Critical and analytical thinking are key in current job market
The fastest growing soft skills in U.S. job openings are communication, coordination, and analytical thinking. These and the other skills in the top ten reflect an increasingly complex business and economic environment. The ability to assess a situation, act strategically, and communicate effectively regardless of market changes and incomplete information remains essential to employers today.
Smallest companies see sharpest decline in job openings
The U.S. job market has seen a notable shift over the past year, with a greater share of job openings coming from medium and large companies. Specifically, companies with 200-599 employees hold a 16% larger share of total job opportunities compared to October of last year. While organizations with more than 200 employees are posting more roles overall, smaller companies (those with fewer than 200 employees) have seen job openings decline, potentially reflecting growth challenges amid ongoing economic headwinds.
Methodology
Market IQ collects job postings daily from over 7 million+ websites in the U.S. Our system automatically identifies, extracts, and structures job data into 100+ attributes using Textkernel’s AI powered parsing technology.
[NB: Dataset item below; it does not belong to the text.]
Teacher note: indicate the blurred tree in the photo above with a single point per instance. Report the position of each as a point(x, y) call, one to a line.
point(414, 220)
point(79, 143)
Each posting is normalized against professional taxonomies, enriched with company information, and deduplicated using sophisticated algorithms to identify unique job opportunities. The system maintains high levels of accuracy through automated quality controls and continuous improvement processes, making it a trusted source for U.S. labor market insights.
Skills
Market IQ utilizes Textkernel’s proprietary Skills Normalization Taxonomy (SNT) to extract and normalize skills from job postings. Our taxonomy encompasses 13,200+ unique skill concepts mapped through 250,000+ terms, covering professional skills, IT skills, soft skills, and languages. Using advanced machine learning, the system identifies skills in context, disambiguates ambiguous terms, and normalizes them to standardized concepts—enabling accurate cross-market analysis regardless of how employers phrase skill requirements. The taxonomy is continuously updated quarterly based on millions of job postings, market feedback, and labor market trends. This data-driven approach ensures Market IQ captures both established and emerging skills as they appear in the U.S. job market, providing unparalleled insights into skill demand across industries and regions. All analysis of skills excludes any skills that appear in fewer than 10,000 job descriptions.